9.8 The above warranties survive the expiration or termination of this Agreement.



10. Assignment and Subcontracting


10.1 The Supplier shall not assign or subcontract the Agreement or any work under this Agreement in part or all, unless agreed upon in writing in advance by IOM. Any subcontract entered into by the Supplier without approval in writing by IOM may be cause for termination of the Agreement.

10.2 In certain exceptional circumstances by prior written approval of IOM, specific jobs and portions of the Agreement may be assigned to a subcontractor. Notwithstanding the said written approval, the Supplier shall not be relieved of any liability or obligation under this Agreement nor shall it create any contractual relation between the subcontractor and IOM. The Supplier remains bound and liable there under and it shall be directly responsible to IOM for any faulty performance under the subcontract.
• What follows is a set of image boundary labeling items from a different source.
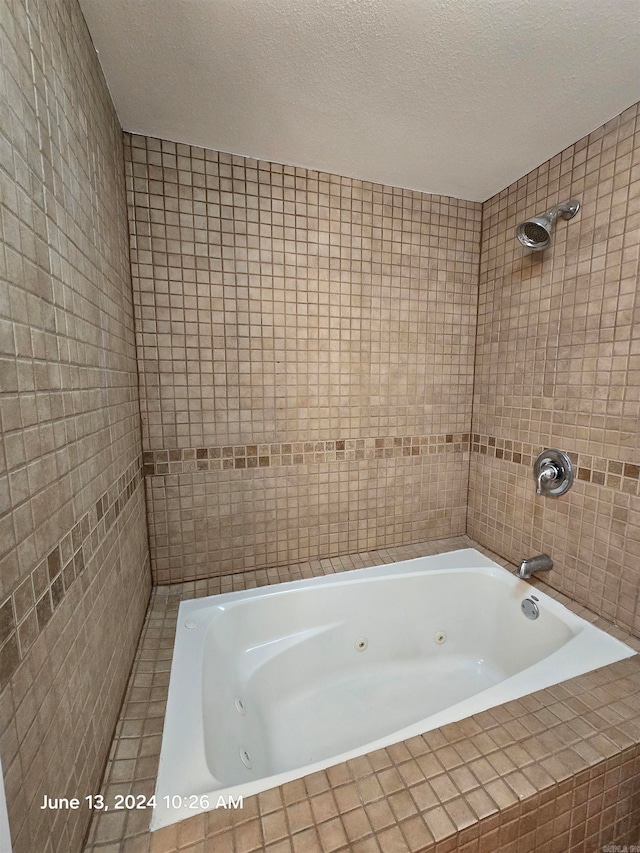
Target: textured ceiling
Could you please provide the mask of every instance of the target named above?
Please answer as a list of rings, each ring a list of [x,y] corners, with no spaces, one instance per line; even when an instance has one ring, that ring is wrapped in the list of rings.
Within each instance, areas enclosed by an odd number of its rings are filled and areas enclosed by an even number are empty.
[[[483,201],[640,100],[638,0],[80,0],[125,130]]]

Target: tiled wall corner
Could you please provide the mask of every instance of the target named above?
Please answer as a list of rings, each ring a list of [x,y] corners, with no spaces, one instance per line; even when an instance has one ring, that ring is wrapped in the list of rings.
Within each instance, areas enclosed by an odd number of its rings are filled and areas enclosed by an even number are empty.
[[[76,0],[0,5],[0,752],[74,853],[149,597],[122,135]]]
[[[638,105],[483,205],[468,533],[640,634]],[[543,252],[519,222],[581,209]],[[538,498],[532,461],[569,452],[573,489]]]
[[[480,205],[125,152],[155,579],[463,532]]]

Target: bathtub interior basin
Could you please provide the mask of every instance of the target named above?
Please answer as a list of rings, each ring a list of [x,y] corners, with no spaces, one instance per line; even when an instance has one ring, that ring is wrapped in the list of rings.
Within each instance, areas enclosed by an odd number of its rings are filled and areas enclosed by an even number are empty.
[[[182,602],[151,828],[633,654],[474,549]]]

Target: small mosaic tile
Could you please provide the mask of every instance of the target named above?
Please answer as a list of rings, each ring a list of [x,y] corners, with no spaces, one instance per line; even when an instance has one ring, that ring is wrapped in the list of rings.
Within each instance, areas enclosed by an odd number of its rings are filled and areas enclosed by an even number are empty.
[[[143,464],[145,476],[160,476],[194,471],[223,471],[232,468],[270,468],[280,465],[309,465],[315,462],[395,459],[399,456],[428,456],[434,453],[467,453],[469,445],[469,433],[448,433],[344,438],[332,441],[294,441],[233,447],[189,447],[144,451]]]

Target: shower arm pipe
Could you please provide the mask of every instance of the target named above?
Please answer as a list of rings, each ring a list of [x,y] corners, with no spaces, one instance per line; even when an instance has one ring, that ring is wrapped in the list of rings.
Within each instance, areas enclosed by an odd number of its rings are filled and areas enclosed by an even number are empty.
[[[548,216],[553,224],[558,216],[563,219],[572,219],[580,208],[580,203],[577,201],[566,201],[563,204],[554,204],[551,210],[548,210],[545,216]]]

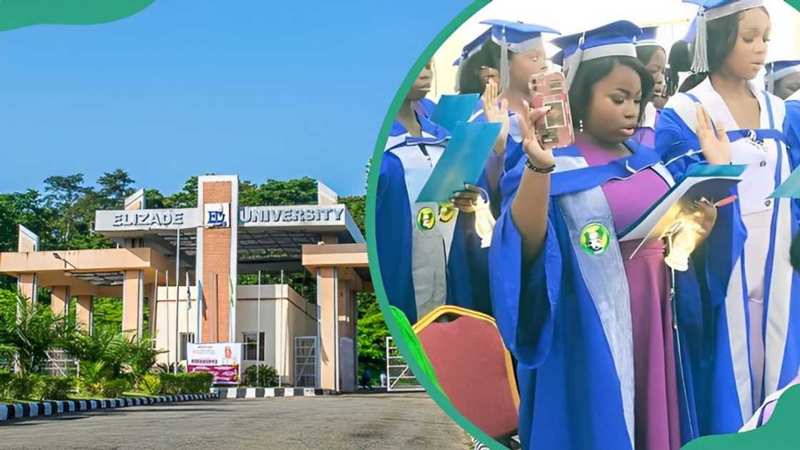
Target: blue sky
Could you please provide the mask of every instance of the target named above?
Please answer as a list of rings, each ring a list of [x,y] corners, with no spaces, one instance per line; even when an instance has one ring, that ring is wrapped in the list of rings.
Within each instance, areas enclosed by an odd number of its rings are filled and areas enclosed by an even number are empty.
[[[121,21],[0,32],[0,192],[126,169],[303,175],[363,193],[389,103],[469,0],[156,0]]]

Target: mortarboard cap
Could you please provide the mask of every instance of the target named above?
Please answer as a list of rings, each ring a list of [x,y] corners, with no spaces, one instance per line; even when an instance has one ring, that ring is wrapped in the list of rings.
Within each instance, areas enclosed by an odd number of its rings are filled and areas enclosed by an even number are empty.
[[[509,50],[525,53],[544,43],[542,39],[542,33],[561,34],[547,26],[521,22],[490,19],[481,23],[492,26],[490,29],[491,39],[500,46],[500,85],[504,88],[509,85]]]

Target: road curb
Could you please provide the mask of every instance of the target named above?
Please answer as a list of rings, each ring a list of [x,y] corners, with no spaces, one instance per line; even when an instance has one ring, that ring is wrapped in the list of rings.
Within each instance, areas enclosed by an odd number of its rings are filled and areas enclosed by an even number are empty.
[[[88,400],[52,400],[31,403],[0,404],[0,422],[40,416],[55,416],[78,411],[98,411],[129,406],[141,406],[162,403],[176,403],[218,398],[216,393],[182,394],[157,397],[123,397]]]
[[[328,389],[314,388],[212,388],[220,399],[261,399],[270,397],[315,397],[327,396]]]

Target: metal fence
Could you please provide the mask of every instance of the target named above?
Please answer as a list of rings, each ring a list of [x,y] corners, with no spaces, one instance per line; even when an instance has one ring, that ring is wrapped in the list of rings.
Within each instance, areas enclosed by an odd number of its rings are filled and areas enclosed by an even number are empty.
[[[424,391],[417,377],[394,347],[392,336],[386,336],[386,391]]]
[[[294,336],[294,385],[317,387],[317,336]]]

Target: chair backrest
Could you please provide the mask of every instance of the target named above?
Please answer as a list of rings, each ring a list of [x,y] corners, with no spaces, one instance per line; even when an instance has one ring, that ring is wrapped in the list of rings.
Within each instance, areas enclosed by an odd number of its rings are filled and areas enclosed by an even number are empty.
[[[494,319],[446,305],[422,318],[414,330],[456,409],[494,438],[514,434],[519,393]]]

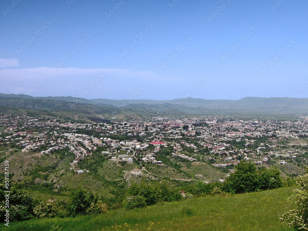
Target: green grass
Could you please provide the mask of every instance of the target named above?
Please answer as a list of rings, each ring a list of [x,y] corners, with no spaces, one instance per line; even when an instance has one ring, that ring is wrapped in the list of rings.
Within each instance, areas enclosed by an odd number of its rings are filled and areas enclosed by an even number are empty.
[[[34,200],[43,200],[43,201],[48,201],[50,200],[51,198],[51,194],[48,193],[44,193],[39,192],[36,191],[30,192],[32,198]],[[59,201],[64,201],[66,202],[68,201],[69,199],[69,195],[67,196],[59,196],[59,195],[53,195],[53,197],[55,202]]]
[[[59,225],[61,231],[146,230],[149,221],[153,230],[294,230],[281,223],[284,213],[295,208],[286,198],[295,187],[237,195],[208,196],[180,202],[164,203],[142,209],[109,211],[106,214],[74,218],[33,219],[11,222],[16,231],[50,230]],[[128,226],[124,224],[127,223]],[[0,230],[6,230],[4,225]]]

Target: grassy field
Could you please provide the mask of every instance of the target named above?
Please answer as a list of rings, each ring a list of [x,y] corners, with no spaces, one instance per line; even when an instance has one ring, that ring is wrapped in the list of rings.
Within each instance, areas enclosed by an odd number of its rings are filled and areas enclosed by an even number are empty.
[[[285,212],[295,208],[286,201],[295,187],[237,195],[208,196],[164,203],[142,209],[109,211],[106,214],[74,218],[33,219],[10,224],[10,230],[49,231],[146,230],[294,230],[280,222]],[[116,229],[116,223],[119,226]],[[113,226],[113,227],[112,226]],[[2,224],[0,230],[7,230]]]

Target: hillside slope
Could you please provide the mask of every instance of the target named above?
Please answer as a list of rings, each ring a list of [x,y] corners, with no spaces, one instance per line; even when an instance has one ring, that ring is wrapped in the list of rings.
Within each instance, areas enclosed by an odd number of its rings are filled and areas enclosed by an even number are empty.
[[[146,230],[152,222],[153,230],[293,231],[279,218],[295,208],[293,202],[286,199],[296,188],[183,200],[141,209],[117,209],[97,216],[33,219],[10,223],[10,230],[49,231],[52,225],[59,225],[63,227],[61,231]],[[116,223],[119,226],[116,229],[112,227]],[[6,230],[4,225],[0,227],[0,230]]]

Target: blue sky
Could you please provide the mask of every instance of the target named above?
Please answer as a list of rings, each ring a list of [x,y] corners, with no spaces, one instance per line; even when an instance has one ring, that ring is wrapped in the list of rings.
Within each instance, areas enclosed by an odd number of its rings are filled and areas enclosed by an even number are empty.
[[[3,0],[0,10],[1,93],[308,97],[304,0]]]

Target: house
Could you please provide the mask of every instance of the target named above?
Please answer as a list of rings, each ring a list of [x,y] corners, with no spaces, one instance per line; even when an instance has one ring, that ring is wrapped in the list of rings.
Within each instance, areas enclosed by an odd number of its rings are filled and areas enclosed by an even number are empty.
[[[93,141],[93,143],[94,144],[100,144],[102,143],[102,140],[101,140],[95,137],[93,138],[92,140]]]
[[[161,142],[160,141],[155,141],[153,142],[149,142],[149,144],[153,144],[154,147],[157,146],[160,146],[161,145],[163,145],[164,146],[166,146],[166,144],[163,142]]]
[[[135,174],[136,175],[139,175],[140,174],[140,170],[138,168],[134,168],[132,170],[131,172],[133,174]]]

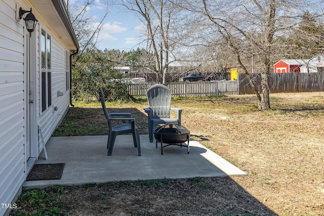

The subcontractor shall have no cause of action against IOM for any breach of the subcontract.



  1. Force Majeure

Neither Party will be liable for any delay in performing or failure to perform any of its obligations under this Agreement if such delay or failure is caused by force majeure, such as civil disorder, military action, natural disaster and other circumstances which are beyond the control of the Party in question. In such event, the Party will give immediate notice in writing to the other Party of the existence of such cause or event and of the likelihood of delay.